Part B Insider (Multispecialty) Coding Alert

Part B Coding Coach:

Quiz Answers

Quiz Answers

Did you come up with the same answer as our coding expert?

If you had perfect documentation, you would be able to report the following, says radiology coding consultant Cheryl Schad, BA Ed, CPC, ACS-RA, owner of Schad Medical Management based in Mullica Hill, NJ:

1. CT chest with IV contrast--71260 (Computed tomography, thorax; with contrast material[s]) and 197.0 (Secondary malignant neoplasm of respiratory and digestive systems; lung)

2. CT abdomen with IV contrast--74160 (Computed tomography, abdomen; with contrast material[s]) and 153.3 (Malignant neoplasm of colon; sigmoid colon)

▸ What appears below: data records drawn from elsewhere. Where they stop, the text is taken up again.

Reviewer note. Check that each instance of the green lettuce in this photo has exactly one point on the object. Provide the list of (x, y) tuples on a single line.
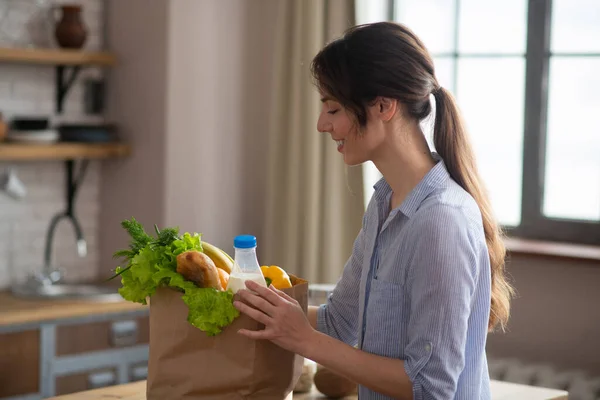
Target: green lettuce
[(152, 262)]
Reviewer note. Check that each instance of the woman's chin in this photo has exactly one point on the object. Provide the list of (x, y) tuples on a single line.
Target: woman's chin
[(351, 160)]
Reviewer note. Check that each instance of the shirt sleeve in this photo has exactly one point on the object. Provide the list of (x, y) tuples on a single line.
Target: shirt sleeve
[(441, 281), (339, 316)]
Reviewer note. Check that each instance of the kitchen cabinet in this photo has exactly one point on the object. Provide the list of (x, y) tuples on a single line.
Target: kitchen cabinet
[(19, 362), (50, 348)]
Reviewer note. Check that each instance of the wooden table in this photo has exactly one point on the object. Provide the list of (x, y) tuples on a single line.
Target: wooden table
[(17, 311), (500, 391)]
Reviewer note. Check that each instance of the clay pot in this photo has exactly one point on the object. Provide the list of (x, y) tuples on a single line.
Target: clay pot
[(70, 31)]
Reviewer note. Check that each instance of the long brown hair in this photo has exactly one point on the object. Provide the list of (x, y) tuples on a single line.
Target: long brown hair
[(388, 60)]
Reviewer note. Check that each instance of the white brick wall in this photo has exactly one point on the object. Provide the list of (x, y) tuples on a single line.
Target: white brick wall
[(29, 91)]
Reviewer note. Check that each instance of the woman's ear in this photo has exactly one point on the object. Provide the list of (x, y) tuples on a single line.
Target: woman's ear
[(386, 108)]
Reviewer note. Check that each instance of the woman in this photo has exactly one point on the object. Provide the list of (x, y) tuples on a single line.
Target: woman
[(425, 282)]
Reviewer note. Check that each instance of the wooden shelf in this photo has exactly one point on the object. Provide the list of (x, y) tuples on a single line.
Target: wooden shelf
[(61, 151), (56, 57)]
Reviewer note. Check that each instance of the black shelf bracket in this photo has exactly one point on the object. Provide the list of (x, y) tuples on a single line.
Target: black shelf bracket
[(64, 83)]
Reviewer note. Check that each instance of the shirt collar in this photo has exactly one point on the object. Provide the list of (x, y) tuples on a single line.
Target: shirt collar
[(434, 179)]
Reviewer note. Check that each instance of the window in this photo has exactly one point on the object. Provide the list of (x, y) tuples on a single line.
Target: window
[(526, 77)]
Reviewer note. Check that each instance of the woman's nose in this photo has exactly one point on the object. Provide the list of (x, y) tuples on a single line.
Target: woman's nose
[(323, 125)]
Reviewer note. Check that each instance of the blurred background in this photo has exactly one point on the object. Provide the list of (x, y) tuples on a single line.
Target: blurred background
[(201, 114)]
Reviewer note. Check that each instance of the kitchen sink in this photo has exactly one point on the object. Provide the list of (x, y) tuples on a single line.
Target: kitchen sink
[(66, 291)]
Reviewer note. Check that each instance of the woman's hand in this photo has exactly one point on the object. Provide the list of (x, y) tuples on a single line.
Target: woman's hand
[(285, 323)]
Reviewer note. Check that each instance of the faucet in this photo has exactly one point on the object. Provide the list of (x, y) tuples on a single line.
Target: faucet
[(50, 275)]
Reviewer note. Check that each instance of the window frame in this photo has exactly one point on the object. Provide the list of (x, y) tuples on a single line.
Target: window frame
[(534, 224)]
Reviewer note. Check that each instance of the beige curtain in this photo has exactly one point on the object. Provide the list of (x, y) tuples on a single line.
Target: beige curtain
[(314, 202)]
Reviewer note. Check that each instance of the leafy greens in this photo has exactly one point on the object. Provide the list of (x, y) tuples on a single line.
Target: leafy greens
[(152, 262)]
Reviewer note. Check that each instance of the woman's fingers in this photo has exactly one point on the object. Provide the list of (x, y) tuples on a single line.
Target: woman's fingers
[(253, 313), (264, 292), (282, 293), (257, 301)]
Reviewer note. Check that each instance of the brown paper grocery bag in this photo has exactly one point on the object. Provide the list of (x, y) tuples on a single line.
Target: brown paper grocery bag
[(185, 364)]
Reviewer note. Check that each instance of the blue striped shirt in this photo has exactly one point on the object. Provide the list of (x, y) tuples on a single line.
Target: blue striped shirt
[(417, 288)]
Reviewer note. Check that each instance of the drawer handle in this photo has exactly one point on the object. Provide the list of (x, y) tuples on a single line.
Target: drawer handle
[(101, 379), (124, 333)]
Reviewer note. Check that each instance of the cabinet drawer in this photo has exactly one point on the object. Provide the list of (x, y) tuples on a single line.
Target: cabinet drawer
[(88, 380), (19, 363), (97, 336)]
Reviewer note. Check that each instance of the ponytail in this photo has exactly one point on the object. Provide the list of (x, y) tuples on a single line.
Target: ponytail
[(452, 144)]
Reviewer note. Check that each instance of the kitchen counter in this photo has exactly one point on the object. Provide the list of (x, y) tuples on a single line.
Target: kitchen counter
[(18, 311), (500, 391)]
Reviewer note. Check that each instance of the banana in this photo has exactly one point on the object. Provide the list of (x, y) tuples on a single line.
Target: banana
[(219, 257)]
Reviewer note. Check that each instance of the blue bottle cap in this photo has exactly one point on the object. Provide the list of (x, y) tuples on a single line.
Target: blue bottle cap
[(244, 241)]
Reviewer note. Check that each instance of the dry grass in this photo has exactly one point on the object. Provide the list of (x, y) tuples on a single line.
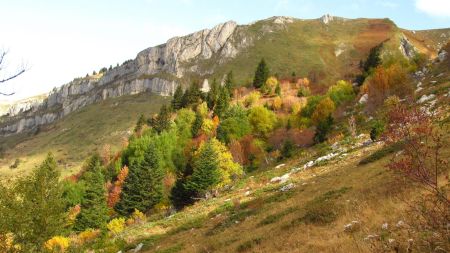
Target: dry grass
[(271, 221)]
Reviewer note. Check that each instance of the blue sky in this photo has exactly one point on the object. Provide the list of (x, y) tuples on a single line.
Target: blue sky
[(60, 40)]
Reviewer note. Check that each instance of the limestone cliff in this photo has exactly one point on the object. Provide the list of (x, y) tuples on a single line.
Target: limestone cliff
[(157, 69)]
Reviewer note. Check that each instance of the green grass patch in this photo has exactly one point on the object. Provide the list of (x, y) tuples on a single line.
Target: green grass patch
[(381, 153), (173, 249), (277, 216), (249, 244)]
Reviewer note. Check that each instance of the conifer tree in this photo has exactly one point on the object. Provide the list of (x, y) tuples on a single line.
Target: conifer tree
[(261, 74), (223, 102), (229, 83), (94, 211), (177, 101), (197, 125), (140, 124), (278, 89), (39, 214), (162, 121), (205, 171), (143, 187), (323, 128), (213, 93)]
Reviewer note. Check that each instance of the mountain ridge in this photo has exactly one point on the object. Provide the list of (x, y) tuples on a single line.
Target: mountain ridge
[(203, 55)]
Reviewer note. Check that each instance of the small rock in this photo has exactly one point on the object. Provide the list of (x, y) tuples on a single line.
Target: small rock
[(426, 98), (364, 99), (281, 179), (287, 187), (280, 165), (439, 249), (400, 224), (138, 247), (370, 237)]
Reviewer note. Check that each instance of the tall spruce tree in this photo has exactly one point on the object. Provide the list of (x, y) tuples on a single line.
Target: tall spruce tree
[(94, 211), (211, 98), (261, 74), (177, 100), (162, 121), (143, 187), (34, 210), (229, 83), (223, 102), (205, 171)]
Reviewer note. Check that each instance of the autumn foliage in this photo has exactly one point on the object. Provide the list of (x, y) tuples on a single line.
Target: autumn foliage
[(114, 194)]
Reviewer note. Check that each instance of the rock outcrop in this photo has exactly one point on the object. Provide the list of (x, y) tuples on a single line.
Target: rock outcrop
[(157, 69)]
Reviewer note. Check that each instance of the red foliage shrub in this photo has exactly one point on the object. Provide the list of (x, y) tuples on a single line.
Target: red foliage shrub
[(114, 194), (301, 138)]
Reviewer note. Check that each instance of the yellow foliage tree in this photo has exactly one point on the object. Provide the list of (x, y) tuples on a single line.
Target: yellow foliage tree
[(324, 108), (116, 225), (277, 103), (252, 98), (228, 169), (57, 244)]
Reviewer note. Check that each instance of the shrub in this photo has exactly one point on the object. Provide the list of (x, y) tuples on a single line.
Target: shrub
[(262, 120), (277, 103), (303, 91), (324, 108), (15, 164), (288, 148), (87, 236), (137, 217), (341, 92), (252, 98), (57, 244), (116, 225), (376, 130)]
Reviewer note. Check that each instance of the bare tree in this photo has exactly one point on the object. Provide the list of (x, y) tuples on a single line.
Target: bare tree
[(8, 77)]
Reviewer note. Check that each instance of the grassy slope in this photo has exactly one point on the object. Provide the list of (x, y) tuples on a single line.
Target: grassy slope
[(76, 136), (308, 45), (271, 221)]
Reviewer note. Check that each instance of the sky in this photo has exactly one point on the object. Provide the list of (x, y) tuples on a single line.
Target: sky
[(59, 40)]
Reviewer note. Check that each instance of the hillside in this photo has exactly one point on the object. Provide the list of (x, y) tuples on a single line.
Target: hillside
[(323, 50), (76, 136)]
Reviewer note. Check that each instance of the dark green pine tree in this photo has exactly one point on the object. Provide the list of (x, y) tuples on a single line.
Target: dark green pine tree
[(94, 211), (261, 74), (197, 124), (223, 102), (177, 100), (143, 187), (205, 171), (229, 83), (43, 206), (162, 121), (323, 129), (211, 98), (140, 124), (278, 89)]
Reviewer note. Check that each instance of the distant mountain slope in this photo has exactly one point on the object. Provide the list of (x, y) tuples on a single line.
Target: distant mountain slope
[(324, 49)]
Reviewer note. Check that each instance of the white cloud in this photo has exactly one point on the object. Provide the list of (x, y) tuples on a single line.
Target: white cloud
[(437, 8)]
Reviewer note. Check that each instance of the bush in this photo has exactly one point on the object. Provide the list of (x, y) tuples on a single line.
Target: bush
[(252, 98), (376, 130), (341, 92), (262, 120), (288, 149), (116, 225), (15, 164), (303, 92), (57, 244)]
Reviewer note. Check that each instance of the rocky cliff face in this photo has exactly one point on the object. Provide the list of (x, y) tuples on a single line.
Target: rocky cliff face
[(157, 69)]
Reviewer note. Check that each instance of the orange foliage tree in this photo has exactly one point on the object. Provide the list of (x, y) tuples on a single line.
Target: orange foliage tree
[(114, 194)]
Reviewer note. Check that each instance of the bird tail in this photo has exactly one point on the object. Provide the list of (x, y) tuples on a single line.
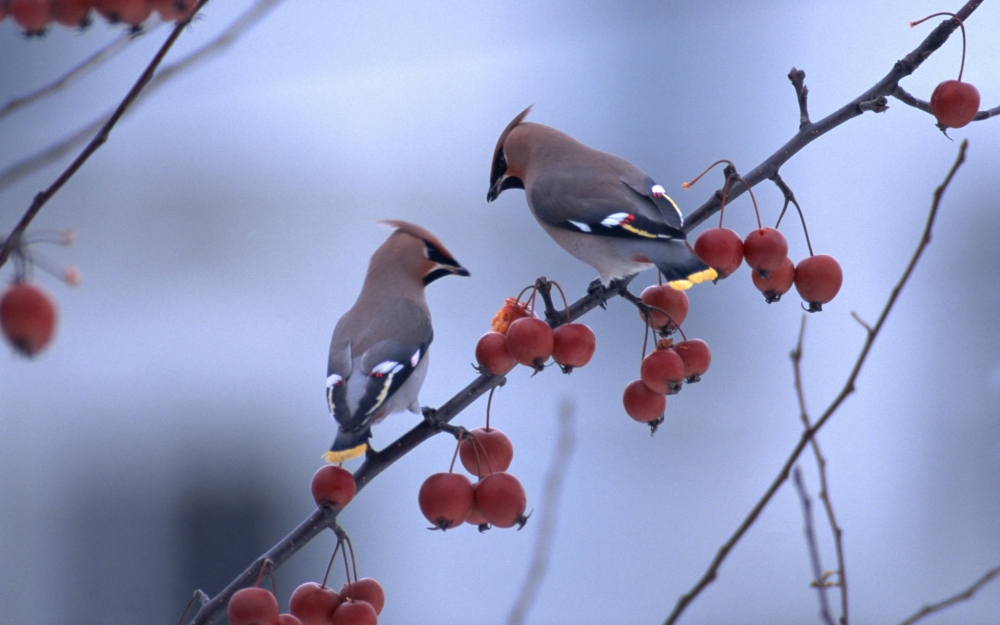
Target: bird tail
[(678, 262)]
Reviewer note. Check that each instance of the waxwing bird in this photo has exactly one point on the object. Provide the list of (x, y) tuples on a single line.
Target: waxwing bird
[(600, 208), (378, 353)]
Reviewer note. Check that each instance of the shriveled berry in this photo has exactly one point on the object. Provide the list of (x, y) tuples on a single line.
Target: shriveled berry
[(27, 317), (818, 279), (765, 249), (501, 500), (312, 603), (954, 103), (642, 403), (252, 606), (530, 342), (777, 282), (365, 589), (721, 249), (445, 499), (573, 345), (333, 486), (489, 451), (492, 354), (671, 301), (662, 371), (696, 357)]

3. CT pelvis with IV contrast--72193 (Computed tomography, pelvis; with contrast material[s]) and 153.3

4. 100 units of contrast--Q9949 (Low osmolar contrast material, 300-349 mg/ml iodine concentration, per ml).

Limit Code Choices Based on Documentation

Because you can only separately identify the CT chest in the physician's documentation, that's the only one you should code, Schad says. The CT chest is described in the first paragraph of -Findings,- she says. But the next two paragraphs discuss elements of both the abdomen and pelvis. The two exams -must be separately discernable,- Schad says.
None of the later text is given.